A group of First Union Corp. employees sued the company yesterday, accusing the giant bank of using its 401(k) retirement plan as a marketing device for its money-management services and charging the plan excessive fees.
The suit, filed in U.S. District Court in Richmond, seeks class-action status and asks for $300 million in damages on behalf of 100,000 First Union workers and retirees.
It alleges, in essence, that First Union placed its own corporate interests ahead of those of workers and retirees when managing the 401(k) plan, thus violating the 1974 Employee Retirement Income Security Act and other federal laws.
First Union, in a statement, said the company has administered the plan "for the benefit of participants."

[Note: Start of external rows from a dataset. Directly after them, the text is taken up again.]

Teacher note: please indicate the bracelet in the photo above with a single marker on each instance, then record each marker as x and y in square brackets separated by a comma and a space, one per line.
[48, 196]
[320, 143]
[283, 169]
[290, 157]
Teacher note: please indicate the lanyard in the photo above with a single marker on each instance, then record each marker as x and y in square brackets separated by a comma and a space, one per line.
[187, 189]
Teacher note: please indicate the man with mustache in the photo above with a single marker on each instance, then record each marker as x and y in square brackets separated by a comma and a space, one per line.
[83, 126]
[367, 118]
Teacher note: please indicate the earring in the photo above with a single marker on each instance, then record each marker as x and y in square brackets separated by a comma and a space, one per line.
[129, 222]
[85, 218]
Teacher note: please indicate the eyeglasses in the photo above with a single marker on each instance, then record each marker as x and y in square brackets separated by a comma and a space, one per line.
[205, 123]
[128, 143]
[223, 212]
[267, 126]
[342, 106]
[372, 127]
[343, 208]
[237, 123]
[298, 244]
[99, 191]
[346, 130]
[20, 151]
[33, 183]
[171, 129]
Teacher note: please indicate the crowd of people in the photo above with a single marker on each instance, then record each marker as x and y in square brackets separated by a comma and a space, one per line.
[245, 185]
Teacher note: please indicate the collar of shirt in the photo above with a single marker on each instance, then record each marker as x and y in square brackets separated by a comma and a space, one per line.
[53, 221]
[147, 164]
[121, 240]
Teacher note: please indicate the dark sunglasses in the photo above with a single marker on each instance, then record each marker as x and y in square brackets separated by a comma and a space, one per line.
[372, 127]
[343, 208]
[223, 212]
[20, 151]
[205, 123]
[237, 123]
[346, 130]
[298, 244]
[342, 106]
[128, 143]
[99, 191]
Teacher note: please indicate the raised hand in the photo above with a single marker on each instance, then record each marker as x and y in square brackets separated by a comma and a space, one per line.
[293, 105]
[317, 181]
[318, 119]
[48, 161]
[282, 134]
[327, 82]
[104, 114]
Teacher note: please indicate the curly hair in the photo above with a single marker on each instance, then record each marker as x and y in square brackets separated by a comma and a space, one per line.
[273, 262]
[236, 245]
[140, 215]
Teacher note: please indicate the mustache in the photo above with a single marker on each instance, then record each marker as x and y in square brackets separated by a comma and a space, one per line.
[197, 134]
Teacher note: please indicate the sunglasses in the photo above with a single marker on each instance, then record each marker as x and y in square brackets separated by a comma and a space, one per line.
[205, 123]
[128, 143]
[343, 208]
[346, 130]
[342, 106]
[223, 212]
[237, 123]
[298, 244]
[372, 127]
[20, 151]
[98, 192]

"Our plan provides participants with a broad range of investment options, which are prudently and appropriately selected," the bank said. "First Union will vigorously defend this suit."
According to the complaint, the bank required its employees to invest only in mutual funds operated by a subsidiary of the bank. The performance of these funds was "mediocre" and the fees were high, but the presence of the large number of employees and the substantial amount of money they had invested were useful marketing tools for the company when it sought to sell its 401(k) management services to other firms, the suit said.
Because of this "self-dealing" relationship, alternative investments and fee waivers, often offered to outside clients, were not available to First Union workers, the suit said.
"Indeed, First Union treats total strangers--i.e., its third-party client 401(k) plans--better than it does its own employees," the suit said.
The plan has $3 billion in assets.
"This is a widespread practice of companies that have their own funds, offering nothing but their own funds to their own people but out in marketplace offering other" more attractive investments, said Eli Gottesdiener, of the D.C. law firm Sprenger & Lang, which is representing the First Union workers.
The suit is the second against First Union this year arising from its 401(k) plan. In May, a group of former employees of Signet Banking Corp., which was taken over by First Union, accused First Union of illegally shifting assets from Signet's 401(k) plan into its own mutual funds.
According to the latest complaint, First Union and its management subsidiaries:
Replaced mutual funds in the plan with others "not based on participants' needs" but so that the management firm could charge higher fees.
Gave the most direct responsibility for monitoring the management fund to an executive who had neither the knowledge nor the authority to do the job properly. In a deposition, this executive "did not even know the difference between the S&P 500 and the Fortune 500, and had no idea which one the plan's index fund tracked."
Used the 401(k) plan to try out services, such as record-keeping, they intended to sell to other clients. The suit says the strategy gave the management firm "the ability to experiment and learn daily 401(k) record-keeping on a plan whose account . . . it would never lose no matter what mistake it committed and no matter what excess costs it incurred for the plan."
Charged plan participants since 1993 $6.25 million in expenses "that they never should have had to pay . . . had the plan had an independent, competent fiduciary looking out for its interests."